- Batu Pahat
- Kota Tinggi
- Mersing - main port for ferries to Tioman and other islands
- Pasir Gudang
- Desaru — local beach resort on the east coast
- Endau Rompin National Park — hiking in ancient jungles
- Sibu Island — marine park island off the eastern coast, popular with divers
- Tanjung Resang
- Gunung Ledang
Despite its large size, most of Johor is covered with rubber and oil palm plantations, with few historical attractions or natural wonders. Most people just pass through on their way between Kuala Lumpur, Singapore and the islands of the East Coast.
Johor Bahru is on the Malaysian rail network and has an airport with good connections around Malaysia.

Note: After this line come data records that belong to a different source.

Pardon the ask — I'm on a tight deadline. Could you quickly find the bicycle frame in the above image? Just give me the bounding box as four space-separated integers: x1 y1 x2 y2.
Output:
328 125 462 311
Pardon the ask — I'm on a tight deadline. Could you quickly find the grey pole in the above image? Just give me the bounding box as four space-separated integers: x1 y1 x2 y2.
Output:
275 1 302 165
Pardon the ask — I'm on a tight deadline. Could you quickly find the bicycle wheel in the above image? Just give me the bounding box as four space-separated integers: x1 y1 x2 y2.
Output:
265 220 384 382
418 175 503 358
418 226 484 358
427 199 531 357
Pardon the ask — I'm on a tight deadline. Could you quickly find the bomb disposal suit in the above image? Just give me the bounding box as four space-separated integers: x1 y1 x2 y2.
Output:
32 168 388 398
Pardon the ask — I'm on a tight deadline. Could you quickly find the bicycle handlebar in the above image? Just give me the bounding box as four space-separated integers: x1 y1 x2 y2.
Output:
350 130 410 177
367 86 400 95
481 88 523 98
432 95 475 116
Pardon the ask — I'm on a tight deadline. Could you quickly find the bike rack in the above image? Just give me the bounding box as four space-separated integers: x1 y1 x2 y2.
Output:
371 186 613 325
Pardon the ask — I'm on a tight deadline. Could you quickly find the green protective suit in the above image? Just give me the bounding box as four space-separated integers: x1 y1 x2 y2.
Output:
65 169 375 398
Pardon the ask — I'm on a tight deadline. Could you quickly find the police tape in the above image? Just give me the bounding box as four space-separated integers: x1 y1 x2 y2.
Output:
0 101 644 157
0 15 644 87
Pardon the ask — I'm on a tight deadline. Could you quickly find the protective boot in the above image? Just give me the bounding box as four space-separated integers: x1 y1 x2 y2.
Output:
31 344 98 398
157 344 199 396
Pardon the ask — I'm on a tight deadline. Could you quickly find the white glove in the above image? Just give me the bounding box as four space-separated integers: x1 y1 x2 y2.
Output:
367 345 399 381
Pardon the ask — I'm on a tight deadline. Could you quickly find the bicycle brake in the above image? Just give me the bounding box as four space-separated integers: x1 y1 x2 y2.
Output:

Virtually all transport in Johor radiates out from Johor Bahru.
- Legoland Malaysia Resort, Winkfield Road, Nusajaya (Near Johor Bahru), ☎ +60 7 597 8888, e-mail: info@LEGOLAND.my. 10AM-6PM. Strictly for the kids, this is a Lego brick themed amusement park, water park and hotel. 165-205MYR (adult); 133-165MYR (child).
Johor's culinary specialities include mee rebus, spicy noodles in sweet potato soup, and Johor laksa, an offbeat version of the ubiquitous noodle dish: in Johor's version, the usual rice noodles are replaced with yellow egg noodles (not spaghetti) and topped with a thick paste of fish, onion, peanuts, chili peppers and spices.
Mee Rebus Stulang, Kacang Pol Haji, Sayur kangkung Cincin Mas and others will surely bring up the mood plus with the nicely done ABC special, cendol and other varieties of hot drink to choose from.
Whilst crime rates are increasing, especially in state capital Johor Bahru, the region is no more dangerous than most other cities or countries in South East Asia (or, indeed, any other continent).
Take care of your personal belongings whilst strolling along the streets, particularly when alone. Do not dress inappropriately (primarily out of respect for local customs and cultures) and do not show expensive jewellery or count large amounts of money in public places. Take the same common-sense precautions you would elsewhere.